Barriers to the Adoption of a Standardized Diagnostic Terminology in Dentistry

In Fall 2012, three years after the implementation of the EZCodes, the researchers held a national conference to discuss the barriers against the broad adoption of standardized dental diagnostic terms. Participants included representatives from electronic health record vendors, insurance companies, government, dental professional organizations, dental academic centers and large dental group practices. Common concerns about implementing standardized dental diagnostic terms centered on cultural barriers, ease of use, return on investment, and technical issues, in particular:

Cultural inertia is a barrier to adoption. Moving to documenting diagnosis in standardized terms would represent a significant cultural change in a profession that tends to focus on procedures.

Fear of a loss of autonomy is a barrier to adoption. Some dentists may fear that the implementation of dental diagnostic terms will lead to more rigorous and inflexible oversight of the appropriateness of care, which may lead to the denial of insurance claims.

Fear of usability problems. If a standardized dental diagnostic terminology is difficult to use or disrupts the workflow, this will be a huge barrier to adoption. If terms are implemented in EHRs, users must be able to enter data with a minimum of effort.

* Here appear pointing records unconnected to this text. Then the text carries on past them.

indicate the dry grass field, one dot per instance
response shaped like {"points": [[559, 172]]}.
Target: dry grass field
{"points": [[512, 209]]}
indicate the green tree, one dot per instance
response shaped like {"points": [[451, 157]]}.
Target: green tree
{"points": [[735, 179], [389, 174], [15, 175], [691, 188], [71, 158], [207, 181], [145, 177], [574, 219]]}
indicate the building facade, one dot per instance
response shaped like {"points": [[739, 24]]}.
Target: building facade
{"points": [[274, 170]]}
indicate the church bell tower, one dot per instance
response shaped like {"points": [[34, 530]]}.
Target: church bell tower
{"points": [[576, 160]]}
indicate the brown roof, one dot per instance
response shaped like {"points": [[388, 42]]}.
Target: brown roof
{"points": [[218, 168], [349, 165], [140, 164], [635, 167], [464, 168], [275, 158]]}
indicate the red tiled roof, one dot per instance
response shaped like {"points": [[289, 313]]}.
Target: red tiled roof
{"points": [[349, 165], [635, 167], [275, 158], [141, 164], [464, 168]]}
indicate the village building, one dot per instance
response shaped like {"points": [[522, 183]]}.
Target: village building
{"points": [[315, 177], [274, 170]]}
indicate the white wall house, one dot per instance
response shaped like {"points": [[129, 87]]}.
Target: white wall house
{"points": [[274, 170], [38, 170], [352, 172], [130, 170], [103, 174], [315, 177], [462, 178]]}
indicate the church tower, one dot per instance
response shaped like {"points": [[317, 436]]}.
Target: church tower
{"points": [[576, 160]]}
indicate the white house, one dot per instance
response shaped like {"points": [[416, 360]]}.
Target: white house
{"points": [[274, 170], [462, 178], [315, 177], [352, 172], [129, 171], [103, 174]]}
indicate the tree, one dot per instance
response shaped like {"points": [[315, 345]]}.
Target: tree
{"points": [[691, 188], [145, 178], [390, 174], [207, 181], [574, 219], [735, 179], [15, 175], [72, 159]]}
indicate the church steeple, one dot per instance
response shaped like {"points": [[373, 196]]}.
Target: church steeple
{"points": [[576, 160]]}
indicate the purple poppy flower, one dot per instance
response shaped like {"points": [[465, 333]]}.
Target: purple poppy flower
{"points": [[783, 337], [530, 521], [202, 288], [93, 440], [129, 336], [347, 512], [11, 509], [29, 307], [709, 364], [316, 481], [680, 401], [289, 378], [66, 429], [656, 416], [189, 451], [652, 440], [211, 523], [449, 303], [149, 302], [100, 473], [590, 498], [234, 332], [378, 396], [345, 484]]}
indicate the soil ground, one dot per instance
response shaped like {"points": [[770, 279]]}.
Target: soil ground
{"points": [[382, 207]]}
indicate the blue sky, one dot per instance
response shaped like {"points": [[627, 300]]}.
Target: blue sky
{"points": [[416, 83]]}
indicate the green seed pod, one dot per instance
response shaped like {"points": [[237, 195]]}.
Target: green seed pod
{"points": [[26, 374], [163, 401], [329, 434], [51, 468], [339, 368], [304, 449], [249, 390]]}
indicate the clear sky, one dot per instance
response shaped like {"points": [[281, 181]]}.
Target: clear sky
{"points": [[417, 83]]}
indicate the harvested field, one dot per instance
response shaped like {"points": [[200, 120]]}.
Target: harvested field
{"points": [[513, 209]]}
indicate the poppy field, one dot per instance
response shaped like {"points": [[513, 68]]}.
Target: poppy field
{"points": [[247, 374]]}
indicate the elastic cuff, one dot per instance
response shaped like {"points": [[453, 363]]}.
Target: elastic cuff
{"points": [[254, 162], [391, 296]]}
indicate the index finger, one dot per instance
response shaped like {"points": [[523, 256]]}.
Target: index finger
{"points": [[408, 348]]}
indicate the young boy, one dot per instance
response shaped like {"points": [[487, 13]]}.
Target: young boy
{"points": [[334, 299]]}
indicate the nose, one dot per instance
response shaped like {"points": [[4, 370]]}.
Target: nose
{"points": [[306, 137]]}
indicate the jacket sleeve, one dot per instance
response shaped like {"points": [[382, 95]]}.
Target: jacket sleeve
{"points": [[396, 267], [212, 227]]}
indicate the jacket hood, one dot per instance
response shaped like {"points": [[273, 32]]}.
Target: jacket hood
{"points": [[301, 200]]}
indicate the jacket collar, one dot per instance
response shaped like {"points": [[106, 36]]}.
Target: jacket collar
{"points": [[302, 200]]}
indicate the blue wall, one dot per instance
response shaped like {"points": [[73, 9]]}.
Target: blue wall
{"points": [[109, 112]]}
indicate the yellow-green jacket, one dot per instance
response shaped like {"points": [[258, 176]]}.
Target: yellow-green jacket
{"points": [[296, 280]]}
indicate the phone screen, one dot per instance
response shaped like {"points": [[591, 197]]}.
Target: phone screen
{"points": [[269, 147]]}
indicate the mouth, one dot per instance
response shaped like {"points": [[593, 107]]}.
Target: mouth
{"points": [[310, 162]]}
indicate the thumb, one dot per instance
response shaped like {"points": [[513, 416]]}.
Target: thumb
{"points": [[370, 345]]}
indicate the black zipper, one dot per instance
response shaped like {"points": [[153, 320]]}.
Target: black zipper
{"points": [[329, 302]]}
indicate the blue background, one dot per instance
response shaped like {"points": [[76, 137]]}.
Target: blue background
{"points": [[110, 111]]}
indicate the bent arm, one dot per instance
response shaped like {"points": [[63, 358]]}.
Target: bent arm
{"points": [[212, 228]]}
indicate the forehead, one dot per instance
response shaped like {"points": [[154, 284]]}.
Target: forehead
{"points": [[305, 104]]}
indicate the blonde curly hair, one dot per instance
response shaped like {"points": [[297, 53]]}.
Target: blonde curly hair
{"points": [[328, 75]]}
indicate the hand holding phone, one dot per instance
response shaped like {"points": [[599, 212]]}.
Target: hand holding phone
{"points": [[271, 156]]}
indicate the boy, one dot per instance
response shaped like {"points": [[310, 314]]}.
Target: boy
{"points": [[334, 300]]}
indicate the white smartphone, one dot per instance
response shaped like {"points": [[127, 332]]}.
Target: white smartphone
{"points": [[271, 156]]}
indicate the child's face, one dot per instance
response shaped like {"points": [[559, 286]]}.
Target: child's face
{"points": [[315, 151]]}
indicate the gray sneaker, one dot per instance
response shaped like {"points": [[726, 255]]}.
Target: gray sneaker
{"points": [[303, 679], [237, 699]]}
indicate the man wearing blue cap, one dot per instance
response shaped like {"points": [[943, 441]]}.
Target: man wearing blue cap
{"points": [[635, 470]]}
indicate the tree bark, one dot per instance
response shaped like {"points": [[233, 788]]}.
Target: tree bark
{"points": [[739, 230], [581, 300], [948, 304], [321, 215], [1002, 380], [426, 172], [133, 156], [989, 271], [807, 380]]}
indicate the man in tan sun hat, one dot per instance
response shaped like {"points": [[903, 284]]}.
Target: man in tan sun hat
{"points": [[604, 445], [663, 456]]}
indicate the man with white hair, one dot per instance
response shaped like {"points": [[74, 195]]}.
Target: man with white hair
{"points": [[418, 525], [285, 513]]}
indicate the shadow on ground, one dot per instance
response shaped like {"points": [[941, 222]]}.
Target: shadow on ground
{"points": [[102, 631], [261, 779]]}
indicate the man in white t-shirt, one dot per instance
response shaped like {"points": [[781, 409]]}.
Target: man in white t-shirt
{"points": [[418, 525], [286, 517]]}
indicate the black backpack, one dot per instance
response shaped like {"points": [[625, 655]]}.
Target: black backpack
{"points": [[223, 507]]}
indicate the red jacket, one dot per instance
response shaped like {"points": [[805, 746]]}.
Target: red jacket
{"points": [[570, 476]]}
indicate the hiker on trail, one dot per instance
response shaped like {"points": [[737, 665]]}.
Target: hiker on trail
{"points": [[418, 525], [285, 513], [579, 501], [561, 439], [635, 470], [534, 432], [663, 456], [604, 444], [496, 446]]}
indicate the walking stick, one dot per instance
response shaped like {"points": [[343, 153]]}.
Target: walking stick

Fear of adopting a terminology that would become outmoded. Given that dentistry has not, to date, widely agreed upon a single standardized diagnostic terminology, there is a hesitance to adopt a terminology that may not end up being broadly adopted.

Unclear utility. From the individual practitioner perspective, it may not be clear how using standardized diagnostic terms will improve their practice.

Not required for insurance reimbursement. Because they are not yet required for billing purposes, some dentists may not see the value in using standardized dental diagnostic terms.